Being so close to the Atlantic coast, just 12km away, the location is perfect for wine making. “We’re actually in a quite cool area of Portugal, close to the sea, up in the hills, we have cool nights in the summer and the mornings are quite misty. Then we have sun and heat in the afternoon. It’s ideal.” James makes the most of this location to give each grape variety the best conditions to grow and show their full potential, while producing organic wine. “There are no herbicides, no pesticides, and it works. We’ve almost finished the conversion period. At the end of the harvest this year we’ll have organic grapes.”

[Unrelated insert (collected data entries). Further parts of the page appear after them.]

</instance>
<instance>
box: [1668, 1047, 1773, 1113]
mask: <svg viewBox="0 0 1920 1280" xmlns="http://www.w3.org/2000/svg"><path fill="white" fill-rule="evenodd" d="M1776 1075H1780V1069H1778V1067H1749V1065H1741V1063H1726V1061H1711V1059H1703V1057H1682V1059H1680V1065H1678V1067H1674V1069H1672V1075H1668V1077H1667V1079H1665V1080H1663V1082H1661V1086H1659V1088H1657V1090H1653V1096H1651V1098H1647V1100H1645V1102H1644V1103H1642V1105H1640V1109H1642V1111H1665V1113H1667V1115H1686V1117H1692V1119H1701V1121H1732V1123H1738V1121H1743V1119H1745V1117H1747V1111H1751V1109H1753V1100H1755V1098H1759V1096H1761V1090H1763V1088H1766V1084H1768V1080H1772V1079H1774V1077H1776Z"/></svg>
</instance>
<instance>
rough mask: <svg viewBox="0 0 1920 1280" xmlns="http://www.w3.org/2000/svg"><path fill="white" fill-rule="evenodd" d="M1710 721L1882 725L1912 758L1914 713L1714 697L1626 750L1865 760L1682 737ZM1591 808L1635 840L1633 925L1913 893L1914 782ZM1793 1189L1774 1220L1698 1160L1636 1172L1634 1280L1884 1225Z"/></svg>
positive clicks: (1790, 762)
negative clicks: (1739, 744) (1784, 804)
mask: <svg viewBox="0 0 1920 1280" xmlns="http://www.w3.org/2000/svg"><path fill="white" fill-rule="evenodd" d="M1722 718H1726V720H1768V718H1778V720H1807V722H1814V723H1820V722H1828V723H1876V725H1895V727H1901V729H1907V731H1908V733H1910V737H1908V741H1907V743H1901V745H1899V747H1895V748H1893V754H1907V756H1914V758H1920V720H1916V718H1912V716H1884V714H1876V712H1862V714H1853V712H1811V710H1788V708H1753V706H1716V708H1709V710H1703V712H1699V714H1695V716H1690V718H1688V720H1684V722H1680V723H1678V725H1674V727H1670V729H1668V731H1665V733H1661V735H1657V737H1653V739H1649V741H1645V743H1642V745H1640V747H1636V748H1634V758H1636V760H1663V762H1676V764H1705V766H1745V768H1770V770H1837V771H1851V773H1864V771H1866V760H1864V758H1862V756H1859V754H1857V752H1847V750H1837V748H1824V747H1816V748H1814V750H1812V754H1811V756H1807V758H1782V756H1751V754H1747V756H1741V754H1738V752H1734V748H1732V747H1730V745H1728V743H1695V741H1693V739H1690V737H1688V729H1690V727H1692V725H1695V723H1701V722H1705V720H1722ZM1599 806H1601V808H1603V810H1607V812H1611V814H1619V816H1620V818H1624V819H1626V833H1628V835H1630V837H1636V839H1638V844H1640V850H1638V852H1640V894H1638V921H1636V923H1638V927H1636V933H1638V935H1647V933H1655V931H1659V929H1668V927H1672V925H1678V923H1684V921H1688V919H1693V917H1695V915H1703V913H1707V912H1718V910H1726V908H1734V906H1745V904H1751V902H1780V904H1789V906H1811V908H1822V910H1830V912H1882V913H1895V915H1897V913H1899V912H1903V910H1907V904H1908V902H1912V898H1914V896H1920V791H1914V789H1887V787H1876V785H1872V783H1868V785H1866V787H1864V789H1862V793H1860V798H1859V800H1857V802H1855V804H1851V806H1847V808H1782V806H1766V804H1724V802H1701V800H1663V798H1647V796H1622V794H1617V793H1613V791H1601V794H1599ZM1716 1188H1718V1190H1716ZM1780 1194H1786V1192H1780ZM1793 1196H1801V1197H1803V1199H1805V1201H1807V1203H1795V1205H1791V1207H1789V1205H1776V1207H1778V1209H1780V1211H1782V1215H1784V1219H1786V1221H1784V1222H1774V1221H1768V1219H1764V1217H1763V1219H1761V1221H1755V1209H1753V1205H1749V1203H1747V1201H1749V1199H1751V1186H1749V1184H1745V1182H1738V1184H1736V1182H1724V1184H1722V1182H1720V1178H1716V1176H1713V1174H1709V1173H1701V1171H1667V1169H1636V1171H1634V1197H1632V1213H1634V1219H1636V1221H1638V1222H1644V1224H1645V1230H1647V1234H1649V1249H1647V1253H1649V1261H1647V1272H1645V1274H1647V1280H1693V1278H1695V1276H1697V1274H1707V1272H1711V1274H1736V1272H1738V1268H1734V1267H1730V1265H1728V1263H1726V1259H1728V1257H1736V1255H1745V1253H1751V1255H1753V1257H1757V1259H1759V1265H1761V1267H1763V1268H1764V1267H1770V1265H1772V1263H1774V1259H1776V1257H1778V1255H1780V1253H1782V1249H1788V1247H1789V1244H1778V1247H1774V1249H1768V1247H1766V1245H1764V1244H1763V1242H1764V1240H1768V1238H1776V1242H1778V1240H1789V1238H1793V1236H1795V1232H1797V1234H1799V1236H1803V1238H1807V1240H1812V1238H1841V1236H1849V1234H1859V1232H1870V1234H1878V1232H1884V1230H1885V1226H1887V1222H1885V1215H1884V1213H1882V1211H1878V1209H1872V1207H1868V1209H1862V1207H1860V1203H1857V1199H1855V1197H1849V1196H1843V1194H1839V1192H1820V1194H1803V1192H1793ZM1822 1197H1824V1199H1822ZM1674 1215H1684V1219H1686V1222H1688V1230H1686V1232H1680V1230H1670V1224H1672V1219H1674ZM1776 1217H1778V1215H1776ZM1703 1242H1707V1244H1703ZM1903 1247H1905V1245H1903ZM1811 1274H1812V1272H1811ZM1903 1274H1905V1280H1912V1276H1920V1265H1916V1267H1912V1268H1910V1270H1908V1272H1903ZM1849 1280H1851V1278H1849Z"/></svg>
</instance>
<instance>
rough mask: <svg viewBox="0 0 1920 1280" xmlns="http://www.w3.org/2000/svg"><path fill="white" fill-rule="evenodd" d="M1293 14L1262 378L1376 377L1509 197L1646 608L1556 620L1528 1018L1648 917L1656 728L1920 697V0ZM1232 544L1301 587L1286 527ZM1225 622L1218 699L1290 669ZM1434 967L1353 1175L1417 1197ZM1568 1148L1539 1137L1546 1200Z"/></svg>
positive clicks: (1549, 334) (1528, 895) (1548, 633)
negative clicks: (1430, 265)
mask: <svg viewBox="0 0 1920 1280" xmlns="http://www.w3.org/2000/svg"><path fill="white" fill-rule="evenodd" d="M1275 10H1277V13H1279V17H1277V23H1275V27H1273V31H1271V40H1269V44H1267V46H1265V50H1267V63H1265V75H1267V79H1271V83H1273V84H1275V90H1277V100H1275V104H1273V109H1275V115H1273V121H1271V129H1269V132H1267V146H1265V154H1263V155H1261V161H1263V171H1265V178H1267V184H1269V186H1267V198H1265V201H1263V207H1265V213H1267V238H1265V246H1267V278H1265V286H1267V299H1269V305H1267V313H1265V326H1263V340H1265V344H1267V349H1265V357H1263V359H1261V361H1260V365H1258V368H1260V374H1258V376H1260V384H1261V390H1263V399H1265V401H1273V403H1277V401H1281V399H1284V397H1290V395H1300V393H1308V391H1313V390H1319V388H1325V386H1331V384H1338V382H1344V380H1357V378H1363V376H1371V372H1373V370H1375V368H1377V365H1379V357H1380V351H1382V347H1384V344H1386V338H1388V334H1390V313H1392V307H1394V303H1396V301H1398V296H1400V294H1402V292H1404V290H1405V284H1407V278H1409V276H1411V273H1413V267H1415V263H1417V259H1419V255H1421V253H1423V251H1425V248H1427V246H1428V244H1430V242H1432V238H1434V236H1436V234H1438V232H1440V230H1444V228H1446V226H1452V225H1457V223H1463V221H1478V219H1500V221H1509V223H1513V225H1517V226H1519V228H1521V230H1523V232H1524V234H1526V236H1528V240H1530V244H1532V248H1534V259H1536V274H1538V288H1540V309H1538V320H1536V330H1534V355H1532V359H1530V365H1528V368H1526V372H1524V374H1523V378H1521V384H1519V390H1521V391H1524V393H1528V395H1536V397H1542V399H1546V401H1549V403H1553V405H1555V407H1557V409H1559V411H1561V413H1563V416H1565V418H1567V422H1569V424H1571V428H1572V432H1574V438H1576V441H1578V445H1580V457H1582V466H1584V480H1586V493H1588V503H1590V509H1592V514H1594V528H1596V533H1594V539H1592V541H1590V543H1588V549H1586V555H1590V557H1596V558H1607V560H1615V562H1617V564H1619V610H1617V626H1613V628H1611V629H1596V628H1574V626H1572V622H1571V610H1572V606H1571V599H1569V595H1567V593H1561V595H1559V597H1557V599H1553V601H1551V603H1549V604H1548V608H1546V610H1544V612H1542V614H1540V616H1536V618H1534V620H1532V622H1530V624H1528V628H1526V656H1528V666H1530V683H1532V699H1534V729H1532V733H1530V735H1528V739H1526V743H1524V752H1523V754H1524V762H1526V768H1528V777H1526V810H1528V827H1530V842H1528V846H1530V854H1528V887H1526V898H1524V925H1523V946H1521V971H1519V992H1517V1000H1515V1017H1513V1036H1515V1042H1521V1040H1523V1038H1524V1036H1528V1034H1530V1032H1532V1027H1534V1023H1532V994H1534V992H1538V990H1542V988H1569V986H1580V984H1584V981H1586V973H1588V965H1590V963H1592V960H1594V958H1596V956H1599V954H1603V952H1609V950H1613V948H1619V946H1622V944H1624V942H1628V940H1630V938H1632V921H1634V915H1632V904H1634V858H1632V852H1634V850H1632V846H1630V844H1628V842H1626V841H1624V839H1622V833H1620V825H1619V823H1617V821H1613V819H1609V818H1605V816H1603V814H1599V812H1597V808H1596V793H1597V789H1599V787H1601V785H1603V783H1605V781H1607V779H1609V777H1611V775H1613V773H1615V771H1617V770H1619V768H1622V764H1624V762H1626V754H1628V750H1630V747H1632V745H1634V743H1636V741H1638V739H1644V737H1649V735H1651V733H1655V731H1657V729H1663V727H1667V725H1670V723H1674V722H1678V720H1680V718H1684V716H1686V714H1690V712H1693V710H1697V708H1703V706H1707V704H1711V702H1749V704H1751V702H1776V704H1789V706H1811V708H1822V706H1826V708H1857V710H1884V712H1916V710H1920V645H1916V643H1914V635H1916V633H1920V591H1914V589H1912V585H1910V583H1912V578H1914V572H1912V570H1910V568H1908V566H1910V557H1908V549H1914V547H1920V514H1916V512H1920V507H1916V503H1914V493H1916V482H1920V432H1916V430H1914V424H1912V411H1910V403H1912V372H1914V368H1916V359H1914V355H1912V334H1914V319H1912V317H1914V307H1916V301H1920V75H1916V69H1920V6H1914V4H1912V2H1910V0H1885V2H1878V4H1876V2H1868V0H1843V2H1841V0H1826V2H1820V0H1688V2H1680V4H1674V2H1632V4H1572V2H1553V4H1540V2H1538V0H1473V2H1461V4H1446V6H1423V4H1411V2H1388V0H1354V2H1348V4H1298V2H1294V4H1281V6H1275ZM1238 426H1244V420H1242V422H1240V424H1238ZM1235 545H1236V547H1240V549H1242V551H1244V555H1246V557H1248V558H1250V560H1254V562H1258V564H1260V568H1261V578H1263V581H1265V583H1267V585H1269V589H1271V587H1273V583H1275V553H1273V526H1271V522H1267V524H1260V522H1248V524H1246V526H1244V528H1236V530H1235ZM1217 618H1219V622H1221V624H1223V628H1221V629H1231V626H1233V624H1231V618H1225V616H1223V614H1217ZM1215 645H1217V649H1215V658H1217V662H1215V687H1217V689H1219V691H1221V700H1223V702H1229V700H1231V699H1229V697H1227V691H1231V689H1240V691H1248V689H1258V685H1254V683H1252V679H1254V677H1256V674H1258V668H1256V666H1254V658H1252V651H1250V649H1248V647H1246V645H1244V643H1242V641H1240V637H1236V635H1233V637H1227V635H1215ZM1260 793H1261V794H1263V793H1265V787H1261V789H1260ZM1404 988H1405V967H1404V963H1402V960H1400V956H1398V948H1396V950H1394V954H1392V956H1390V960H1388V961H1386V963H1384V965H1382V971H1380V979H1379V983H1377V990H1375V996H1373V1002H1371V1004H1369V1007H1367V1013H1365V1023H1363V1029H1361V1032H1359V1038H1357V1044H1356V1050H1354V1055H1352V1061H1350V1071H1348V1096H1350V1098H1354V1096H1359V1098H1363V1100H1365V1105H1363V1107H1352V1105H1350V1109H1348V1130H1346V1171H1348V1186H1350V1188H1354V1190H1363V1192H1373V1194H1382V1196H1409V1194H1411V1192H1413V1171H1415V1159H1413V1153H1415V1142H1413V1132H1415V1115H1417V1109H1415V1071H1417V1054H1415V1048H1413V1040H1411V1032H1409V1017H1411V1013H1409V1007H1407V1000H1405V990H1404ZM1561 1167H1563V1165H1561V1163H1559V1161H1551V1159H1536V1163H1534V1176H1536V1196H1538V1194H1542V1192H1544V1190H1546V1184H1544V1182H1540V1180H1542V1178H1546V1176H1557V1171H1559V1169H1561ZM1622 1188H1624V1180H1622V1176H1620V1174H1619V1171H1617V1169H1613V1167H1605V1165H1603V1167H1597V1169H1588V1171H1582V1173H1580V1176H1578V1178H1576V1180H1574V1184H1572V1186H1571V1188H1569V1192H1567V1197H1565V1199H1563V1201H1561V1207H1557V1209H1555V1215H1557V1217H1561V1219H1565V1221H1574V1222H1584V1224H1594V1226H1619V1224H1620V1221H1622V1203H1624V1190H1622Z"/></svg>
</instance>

They currently produce six white wines, all mono-varietals: Fernão Pires, Alvarinho, aged in oak barrels for 10 months, Riesling, Verdelho, Sauvignon Blanc and an Arinto, which will soon be launched as a Reserva. The rosé is a blend of Touriga Nacional, Aragonez, Merlot and Pinot Noir. As for the reds, they make a concentrated yet light Pinot Noir and a “Tinto”, a blend of Touriga Nacional, Aragonez and Merlot.
Although the Pinot Noir has proved to be very popular, they will aim to work with more Portuguese grapes in the future. For instance, instead of Pinot Noir, they will use Ramisco, a grape variety from the Colares area close to Sintra, which they are already experimenting with and will soon be bottling. They occasionally produce Touriga Nacional and Merlot mono-varietals and have two very special blends – Homenagem Baron von Fürstenberg, a “noble, elegant and complex” wine, a tribute to James’s father in law, and the red Reserva, a ruby coloured wine with red fruit aromas, a touch of menthol and spice.
Although the Frost’s seven sons aren’t yet involved in the family business (most of them still being too young), James hopes that one day they will be enticed by winemaking. The thought of the Frost legacy and their way of life lasting for many generations to come is music to my ears.